In the past couple of months, I have noticed a trend across categories around the importance of balance and wellbeing as it pertains to our digital selves.
With the introduction of Senator Josh Hawley’s proposed Social Media Addiction Reduction Technology (SMART) Act, which seeks to combat the addictive features of social media, it appears there is a growing focus on how to find balance in the digital world.
As a digital agency that works primarily in the health and wellness space, I believe this is an important trend to think about and monitor.
Potential Law Set in Place to Bring Balance to Social Media
If signed into law, the SMART act would make it illegal for social media companies to use features that reward repetitive or continued use. Infinite scroll, video autoplay, and badges rewarded for use would fall into this category. This law is looking to combat the addictive qualities of social media by making users choose to remain engaged versus being sucked in through these features.
While this bill is in its infancy, it is perhaps a foreshadowing of things to come in the upcoming years.
User Experience Trends are Pointing in a Similar Direction
I have seen a similar trend discussed in various User Experience articles, in which designers discuss how overloaded a user’s attention has become. There is a discussion going on about breaking away from the engagement trap to more purposeful site design that is meant to inform and instill calm. The article delicately states, “The engagement pendulum has gone all the way to one side. It’s now starting to swing back.”
Users are beginning to understand the potential repercussions of technology overload and are looking at how they interact with technology.
Even Google is Listening
Google has even joined the conversation by launching a wellbeing page (https://wellbeing.google/) that discusses how to find balance with today’s technology.
I have a general opinion that the internet goes as Google goes, so I view this as a key indicator of where the industry is heading.
Bringing the Balance Home
As an agency focused on helping health, wellness, and lifestyle brands grow, we take our own culture of health and wellness very seriously – and that includes being mindful about time spent on and around technology. Parallel Path Co-Founder and COO Bryan Boettiger offers this anecdote about how he and his family attempt digital wellbeing in their own home:
“With my pre-teen and teen boys, we have focused less on limiting digital time and more on what the quality of that time is. For instance, we don’t allow our boys to utilize social media apps. No Facebook, Instagram, Snapchat, Twitter, etc… With 19+ years in digital media experience, we feel the long term benefits of keeping childhood folly from the permanence of the internet is more important than feeling part of the crowd.
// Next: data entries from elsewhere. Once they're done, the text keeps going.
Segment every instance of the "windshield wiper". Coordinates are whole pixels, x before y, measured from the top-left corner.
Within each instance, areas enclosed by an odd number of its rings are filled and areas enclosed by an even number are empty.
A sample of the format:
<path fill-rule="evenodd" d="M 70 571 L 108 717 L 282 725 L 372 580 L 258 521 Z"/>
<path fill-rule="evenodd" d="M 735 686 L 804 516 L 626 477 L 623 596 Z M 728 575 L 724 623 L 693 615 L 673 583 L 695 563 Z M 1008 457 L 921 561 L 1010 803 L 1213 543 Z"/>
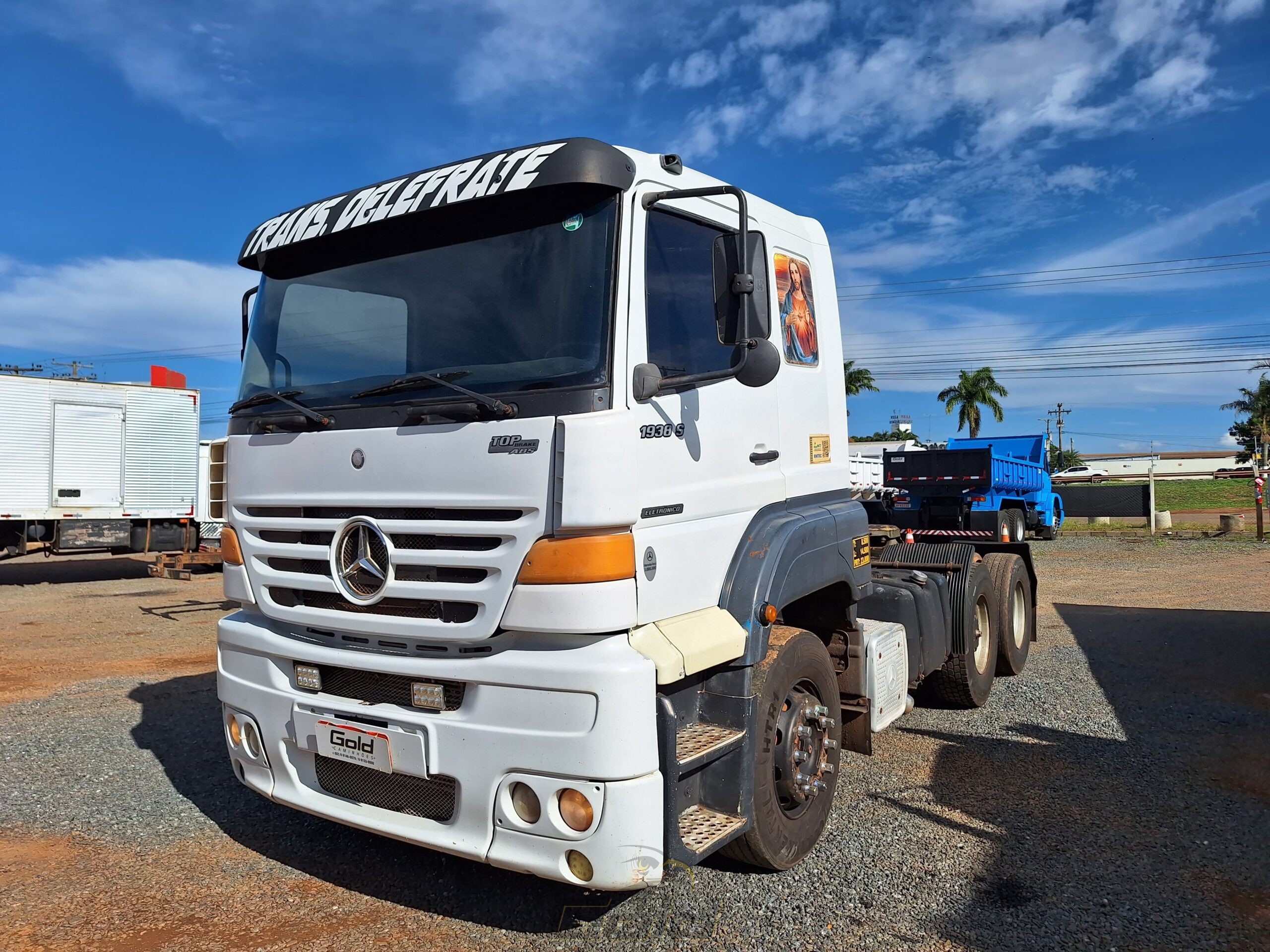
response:
<path fill-rule="evenodd" d="M 424 373 L 422 371 L 418 373 L 408 373 L 404 377 L 398 377 L 387 383 L 381 383 L 377 387 L 367 387 L 363 391 L 353 393 L 353 400 L 361 400 L 366 396 L 377 396 L 378 393 L 396 393 L 403 390 L 422 390 L 424 385 L 433 387 L 450 387 L 451 390 L 458 391 L 464 396 L 471 397 L 481 406 L 493 410 L 495 416 L 516 416 L 516 407 L 508 406 L 498 397 L 478 393 L 475 390 L 460 387 L 457 383 L 448 381 L 444 377 L 438 377 L 434 373 Z"/>
<path fill-rule="evenodd" d="M 246 410 L 249 406 L 259 406 L 260 404 L 279 402 L 279 404 L 286 404 L 287 406 L 293 407 L 295 410 L 298 410 L 305 416 L 305 419 L 312 420 L 319 426 L 330 426 L 330 424 L 335 421 L 333 416 L 328 416 L 326 414 L 320 414 L 311 406 L 305 406 L 298 400 L 293 399 L 300 396 L 300 393 L 304 391 L 301 390 L 262 390 L 257 393 L 253 393 L 249 397 L 243 397 L 236 404 L 234 404 L 234 406 L 230 407 L 230 416 L 236 414 L 239 410 Z"/>

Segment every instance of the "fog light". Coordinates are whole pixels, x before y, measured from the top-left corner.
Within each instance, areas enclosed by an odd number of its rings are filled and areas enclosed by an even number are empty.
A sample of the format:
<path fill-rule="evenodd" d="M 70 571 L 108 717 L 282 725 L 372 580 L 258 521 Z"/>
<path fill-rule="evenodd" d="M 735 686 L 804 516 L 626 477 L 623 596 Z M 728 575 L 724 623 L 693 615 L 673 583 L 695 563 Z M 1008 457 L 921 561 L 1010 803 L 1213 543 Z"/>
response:
<path fill-rule="evenodd" d="M 580 791 L 561 790 L 560 817 L 570 830 L 582 833 L 591 829 L 591 821 L 596 819 L 596 811 L 592 809 L 591 801 Z M 588 866 L 587 868 L 589 869 L 591 867 Z M 582 877 L 579 876 L 578 878 Z M 588 876 L 587 878 L 591 877 Z"/>
<path fill-rule="evenodd" d="M 427 707 L 429 711 L 443 711 L 446 708 L 446 689 L 439 684 L 428 684 L 422 680 L 411 682 L 410 703 L 415 707 Z"/>
<path fill-rule="evenodd" d="M 569 863 L 569 872 L 577 876 L 583 882 L 591 882 L 591 877 L 596 875 L 596 871 L 591 868 L 591 861 L 587 859 L 577 849 L 570 849 L 564 854 L 564 858 Z"/>
<path fill-rule="evenodd" d="M 246 744 L 246 750 L 251 757 L 260 757 L 260 735 L 255 732 L 255 725 L 250 721 L 243 725 L 243 743 Z"/>
<path fill-rule="evenodd" d="M 525 823 L 537 823 L 542 816 L 542 803 L 538 802 L 538 795 L 527 783 L 512 784 L 512 806 L 516 809 L 516 815 Z"/>
<path fill-rule="evenodd" d="M 297 664 L 296 687 L 305 691 L 321 691 L 321 670 L 311 664 Z"/>

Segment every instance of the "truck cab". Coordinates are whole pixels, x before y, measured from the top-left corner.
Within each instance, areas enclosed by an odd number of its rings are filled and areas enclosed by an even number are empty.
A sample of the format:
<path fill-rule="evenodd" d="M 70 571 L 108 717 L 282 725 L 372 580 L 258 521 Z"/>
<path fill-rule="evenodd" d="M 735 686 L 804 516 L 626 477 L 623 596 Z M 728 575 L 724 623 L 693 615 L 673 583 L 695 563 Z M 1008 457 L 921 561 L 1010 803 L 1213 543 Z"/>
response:
<path fill-rule="evenodd" d="M 309 203 L 239 261 L 217 684 L 259 793 L 599 889 L 784 868 L 930 659 L 991 687 L 982 556 L 982 637 L 874 578 L 814 220 L 573 138 Z"/>

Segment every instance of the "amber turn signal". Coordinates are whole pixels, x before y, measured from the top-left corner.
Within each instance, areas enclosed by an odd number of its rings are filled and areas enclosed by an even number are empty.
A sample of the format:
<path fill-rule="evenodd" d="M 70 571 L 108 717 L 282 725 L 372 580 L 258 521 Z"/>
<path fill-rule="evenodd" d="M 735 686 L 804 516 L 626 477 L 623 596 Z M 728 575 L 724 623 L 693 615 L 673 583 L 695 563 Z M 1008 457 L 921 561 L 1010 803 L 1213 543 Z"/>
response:
<path fill-rule="evenodd" d="M 635 537 L 540 538 L 525 556 L 517 581 L 522 585 L 570 585 L 635 578 Z"/>
<path fill-rule="evenodd" d="M 561 790 L 560 819 L 565 821 L 565 825 L 570 830 L 582 833 L 591 829 L 591 824 L 596 819 L 596 811 L 582 791 L 572 788 Z"/>
<path fill-rule="evenodd" d="M 237 543 L 237 533 L 229 526 L 221 527 L 221 561 L 226 565 L 243 565 L 243 548 Z"/>

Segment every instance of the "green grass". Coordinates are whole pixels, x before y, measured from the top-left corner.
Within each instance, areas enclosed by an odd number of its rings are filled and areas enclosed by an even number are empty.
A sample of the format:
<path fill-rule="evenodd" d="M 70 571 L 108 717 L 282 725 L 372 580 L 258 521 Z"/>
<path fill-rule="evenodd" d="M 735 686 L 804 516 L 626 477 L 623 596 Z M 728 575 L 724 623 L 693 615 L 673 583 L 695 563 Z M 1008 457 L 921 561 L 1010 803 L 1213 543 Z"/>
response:
<path fill-rule="evenodd" d="M 1105 486 L 1125 485 L 1105 482 Z M 1138 484 L 1142 485 L 1142 484 Z M 1251 509 L 1252 480 L 1156 480 L 1156 509 Z"/>

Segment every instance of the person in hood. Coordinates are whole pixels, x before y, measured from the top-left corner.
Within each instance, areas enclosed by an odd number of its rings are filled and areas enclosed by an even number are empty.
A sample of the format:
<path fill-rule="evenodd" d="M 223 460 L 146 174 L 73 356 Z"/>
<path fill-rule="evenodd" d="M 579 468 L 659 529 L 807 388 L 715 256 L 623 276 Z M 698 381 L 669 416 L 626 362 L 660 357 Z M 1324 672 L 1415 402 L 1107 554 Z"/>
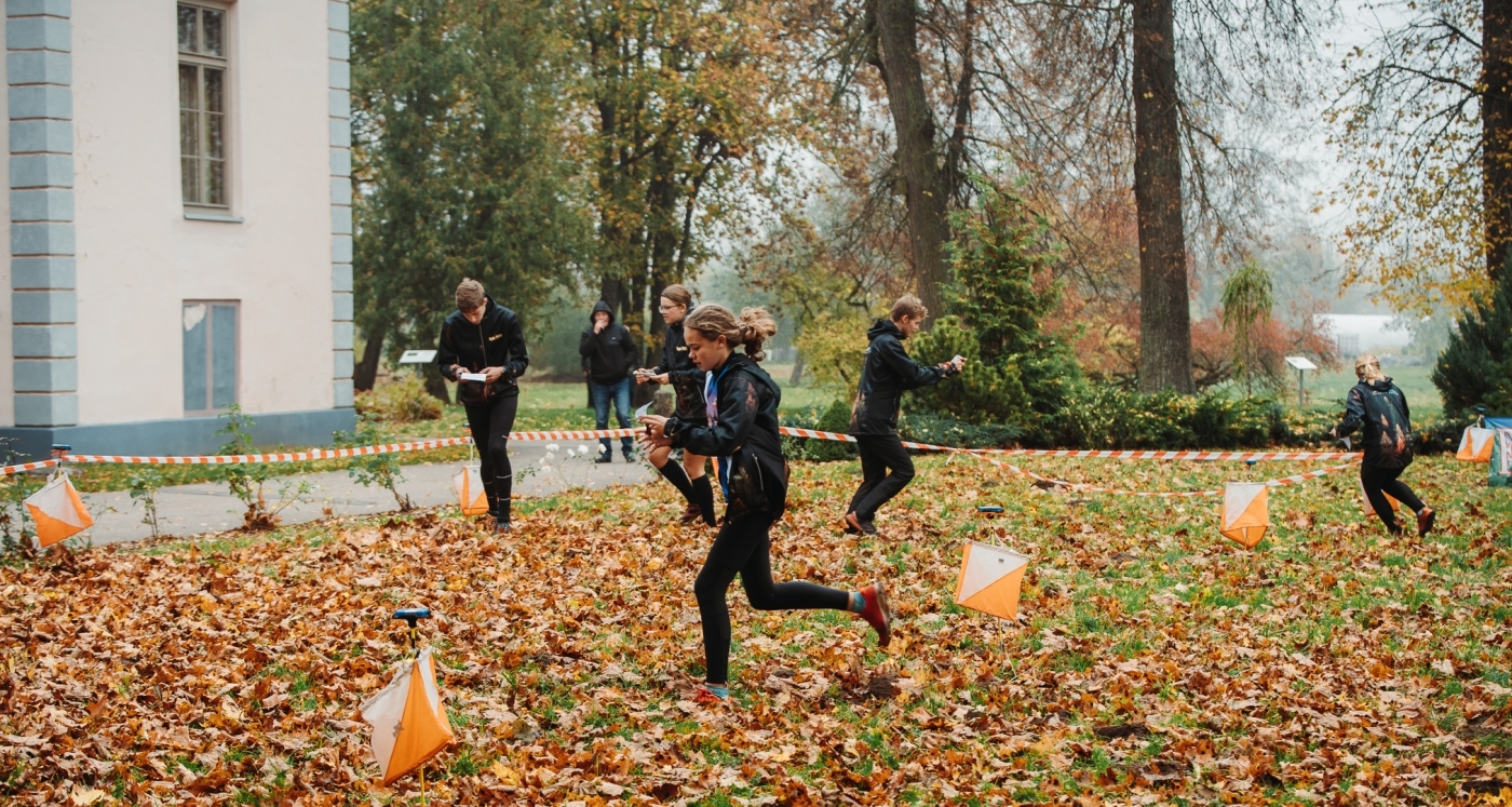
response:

We’ve also noticed the boys find different means for communicating with their friends and staying in the loop. Alternatives such as actual phone calls, FaceTime, texting, and old fashioned face to face communication have kept them headed in the direction we believe is best for their growth and development.”
Rapidly-evolving technologies call for ever-changing strategies around how much (or how little) we allow technology to play a role in our daily lives. But if we consider our behavior through a lens of health and wellness, we have a better chance of balance.